A central hypothesis of this work was that malaria mortality rates had declined fastest where malaria mortality was more prevalent. The spatio-temporal model found this not to be the case—in relative terms declines were uniform across India. In absolute terms declines were greater in the high-risk areas, as a 10% decline from a high baseline is a larger mortality reduction per unit of population than a comparable decline in a low-risk area.

Malaria mortality data from the MDS are consistent with data from the NVBDCP [35] in identifying high-burden states (Additional file 1: Appendix A.3). A common feature of these states is the dominance of tribal populations, which are often less accessible, and lack adequate infrastructure and disease surveillance compared to other areas. Other studies have also observed tribal populations to be more vulnerable to the disease [36]. Ahmad et al. [3] have provided evidence of malaria-affected regions in Jharkhand, which has a tribal-dominant population. In the current study, tribal versus non-tribal regions have not been compared, but this could be done in the future. Future studies could also compare the variation in spatio-temporal distribution between children and adults. Earlier studies from different states of India present contradictory results on the comparison of malaria incidence among children and adults [15, 37,38,39]. For example, in the state of Rajasthan and in some of the north-eastern states, namely Assam and Arunachal Pradesh, children had a higher incidence of malaria, whereas it was an entirely opposite scenario in the indo-gangetic plains, where adults were more vulnerable than children [40].

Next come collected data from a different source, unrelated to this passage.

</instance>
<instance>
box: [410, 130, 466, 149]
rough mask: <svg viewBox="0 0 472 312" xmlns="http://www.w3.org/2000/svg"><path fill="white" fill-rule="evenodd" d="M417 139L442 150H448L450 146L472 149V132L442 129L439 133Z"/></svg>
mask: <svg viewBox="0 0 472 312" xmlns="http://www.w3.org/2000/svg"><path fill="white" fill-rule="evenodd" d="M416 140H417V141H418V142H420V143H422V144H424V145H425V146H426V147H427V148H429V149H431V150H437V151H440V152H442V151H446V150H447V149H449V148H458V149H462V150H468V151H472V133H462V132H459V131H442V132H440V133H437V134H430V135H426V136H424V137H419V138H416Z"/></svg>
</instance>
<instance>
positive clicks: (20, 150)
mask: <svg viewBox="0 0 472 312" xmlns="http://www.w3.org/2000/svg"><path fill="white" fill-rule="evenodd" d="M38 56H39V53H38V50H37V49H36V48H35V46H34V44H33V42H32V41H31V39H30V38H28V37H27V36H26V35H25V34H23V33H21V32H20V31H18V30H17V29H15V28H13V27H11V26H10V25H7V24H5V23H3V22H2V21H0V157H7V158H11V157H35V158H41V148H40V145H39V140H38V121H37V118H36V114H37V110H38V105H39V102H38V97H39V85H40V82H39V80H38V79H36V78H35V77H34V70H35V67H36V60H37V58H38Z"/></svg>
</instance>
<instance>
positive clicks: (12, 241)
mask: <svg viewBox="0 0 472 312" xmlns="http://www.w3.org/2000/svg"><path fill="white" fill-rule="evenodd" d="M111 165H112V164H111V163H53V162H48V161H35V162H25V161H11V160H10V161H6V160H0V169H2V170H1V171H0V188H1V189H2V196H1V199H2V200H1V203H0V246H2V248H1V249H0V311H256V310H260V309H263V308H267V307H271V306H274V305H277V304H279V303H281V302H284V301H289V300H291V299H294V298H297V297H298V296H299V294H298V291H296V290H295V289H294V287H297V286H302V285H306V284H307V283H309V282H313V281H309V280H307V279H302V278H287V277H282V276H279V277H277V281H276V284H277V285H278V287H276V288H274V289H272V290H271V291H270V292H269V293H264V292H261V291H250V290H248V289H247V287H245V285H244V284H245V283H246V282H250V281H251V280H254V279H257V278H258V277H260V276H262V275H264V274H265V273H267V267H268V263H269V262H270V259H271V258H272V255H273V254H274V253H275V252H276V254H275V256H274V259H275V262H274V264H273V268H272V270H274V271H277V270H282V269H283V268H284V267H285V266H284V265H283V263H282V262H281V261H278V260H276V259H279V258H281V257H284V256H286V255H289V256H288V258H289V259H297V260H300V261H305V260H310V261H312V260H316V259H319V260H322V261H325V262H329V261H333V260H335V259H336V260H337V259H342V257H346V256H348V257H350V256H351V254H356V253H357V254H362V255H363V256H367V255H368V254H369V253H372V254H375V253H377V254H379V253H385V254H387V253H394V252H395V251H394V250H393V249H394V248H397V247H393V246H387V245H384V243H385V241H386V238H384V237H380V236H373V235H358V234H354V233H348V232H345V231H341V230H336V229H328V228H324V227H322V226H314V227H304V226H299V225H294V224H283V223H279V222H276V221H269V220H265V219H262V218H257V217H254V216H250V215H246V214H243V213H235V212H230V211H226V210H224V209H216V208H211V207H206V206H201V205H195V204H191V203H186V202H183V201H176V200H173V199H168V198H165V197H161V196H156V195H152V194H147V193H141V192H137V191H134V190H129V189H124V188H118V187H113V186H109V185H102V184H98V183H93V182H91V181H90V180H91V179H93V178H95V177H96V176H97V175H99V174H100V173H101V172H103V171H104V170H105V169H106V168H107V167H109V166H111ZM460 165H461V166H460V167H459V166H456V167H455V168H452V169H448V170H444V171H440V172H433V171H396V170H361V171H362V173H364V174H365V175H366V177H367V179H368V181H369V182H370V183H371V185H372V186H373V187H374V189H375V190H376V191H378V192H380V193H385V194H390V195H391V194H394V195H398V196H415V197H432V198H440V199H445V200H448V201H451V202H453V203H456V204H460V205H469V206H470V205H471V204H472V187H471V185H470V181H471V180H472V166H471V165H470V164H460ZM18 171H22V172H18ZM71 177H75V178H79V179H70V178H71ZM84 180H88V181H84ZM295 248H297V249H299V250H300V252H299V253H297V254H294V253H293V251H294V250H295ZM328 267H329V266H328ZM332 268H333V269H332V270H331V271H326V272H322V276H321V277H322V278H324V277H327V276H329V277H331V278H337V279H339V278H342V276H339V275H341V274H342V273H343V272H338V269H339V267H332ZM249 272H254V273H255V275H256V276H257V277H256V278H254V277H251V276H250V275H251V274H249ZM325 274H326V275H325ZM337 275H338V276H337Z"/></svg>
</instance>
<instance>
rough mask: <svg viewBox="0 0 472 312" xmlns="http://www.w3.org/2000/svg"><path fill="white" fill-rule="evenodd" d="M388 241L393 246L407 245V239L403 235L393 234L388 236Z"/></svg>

This study has some limitations. One is the reliance of the MDS on VA, which have some potential biases, because of a lack of medically-certified causes of deaths. There are both pros and cons of VA methods [24]. Misclassification of acute febrile deaths by VA among medically unattended adults is not unexpected, and likely results in malaria being over- diagnosed in some cases and under-diagnosed in others [1, 2]. Since this study relied only on mortality data, and comparable incidence data were not available, therefore case fatality ratios across space and time could not be compared. Another limitation is that the current INLA model for the spatio-temporal analyses of malaria mortality does not accommodate analysing seasonality. One future direction of research could be adding seasonality for spatio-temporal modelling in the INLA. Finally, progress has been made in malaria control in some areas over the past few years, so this analysis should be updated as new data become available, and new interventions and policies should reflect current conditions, to the extent possible.

Conclusion

The analysis and models presented in this paper assessed spatial and temporal dynamics of malaria mortality across all age groups and for males and females, in India, from 2004 to 2013, using death records from a decade-long household mortality survey — the Million Death Study. Some spatial and temporal variations were observed across the country. Spatial variations vary across the time period, but there is an overall declining trend across the country. The high-burden states identified by earlier studies were confirmed as high-risk regions in this study. Lack of spatio-temporal correlation established that there is no association between the temporal trends and risk of malaria mortality in a region.

These results suggest that control programmes and strategies with greater emphasis may be required in some parts of the country. The analyses presented in this paper should help state and national malaria control efforts better target high-risk areas and populations, towards the goal of eventual malaria elimination from India. Collection and release of more current data will be needed to address the situation appropriately, however.